The recent issue with United Airlines removing a paying customer from an overbooked flight to make room for employees that needed to be at their next assignment, shows the current viewpoint many, if not most, large corporations take toward their customers. They are just dollars (profit to be made) instead of human beings.
I was raised in a time, not that long ago, where customer satisfaction was a huge and sincere concern. I have personally seen businessmen that I worked for or with, actually loose money on a deal to make sure the customer felt as if they were treated fairly. In most of those instances, the businessman had actually done nothing wrong, but their reputation was important enough that they were willing to go above and beyond to keep from having even the perception that a customer might be dissatisfied.

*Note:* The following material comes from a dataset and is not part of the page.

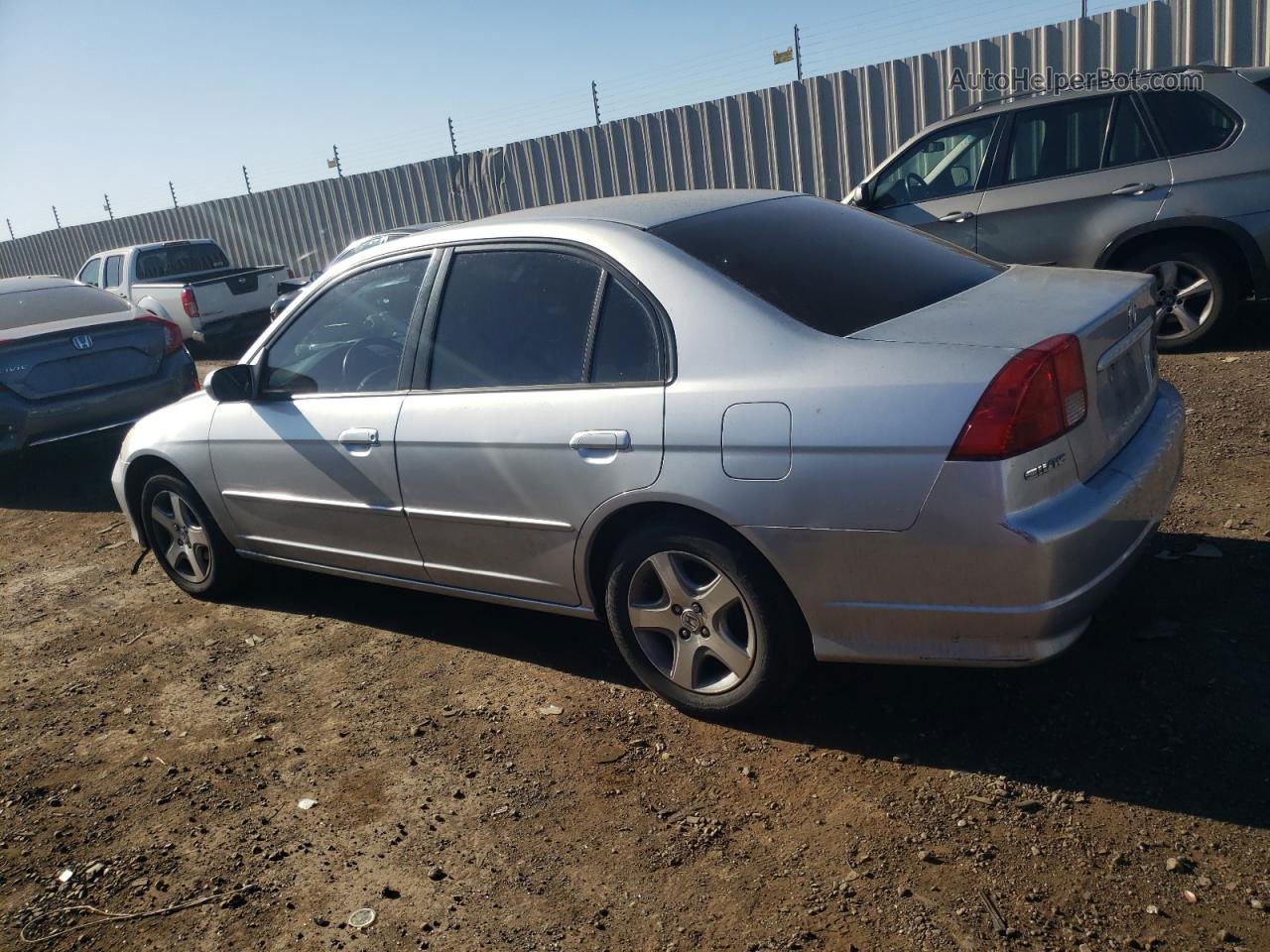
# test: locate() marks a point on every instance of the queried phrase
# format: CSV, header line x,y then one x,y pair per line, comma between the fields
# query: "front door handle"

Today if you ask a corporate executive how important the reputation of their organization is, you will most likely be told that is THE most important thing, but yet you see United Airlines removing paying customers to improve profit. There by proving profit outweighs customer service.
In retrospect they could have bought first class tickets on another carrier, or for that matter chartered a plane to fly their crew to Louisville and be money ahead. A charter would probably cost in excess of $20,000 dollars but now, they will most likely pay hundreds of thousands, if not millions of dollars in settlement and legal costs. Not to mention the damage they have done to the “Brand” that is supposed to be so important.
But I digress, the point is that they have so deeply ingrained “profit above all else” into their personnel, that they have effectively stymied common sense. Company policy and profitability are THE main focus of mid-level management, instead of “what is this going to do to our company’s reputation”. Most likely their incomesdare directly tied to profitability through bonuses or wage scale. There is a very good likelihood that the personnel at the plane had reached the maximum dollar value allowed to be offered for voluntary dislocation by their supervision and therefore felt they had to go to the next level, which was physical removal of the person refusing to cooperate.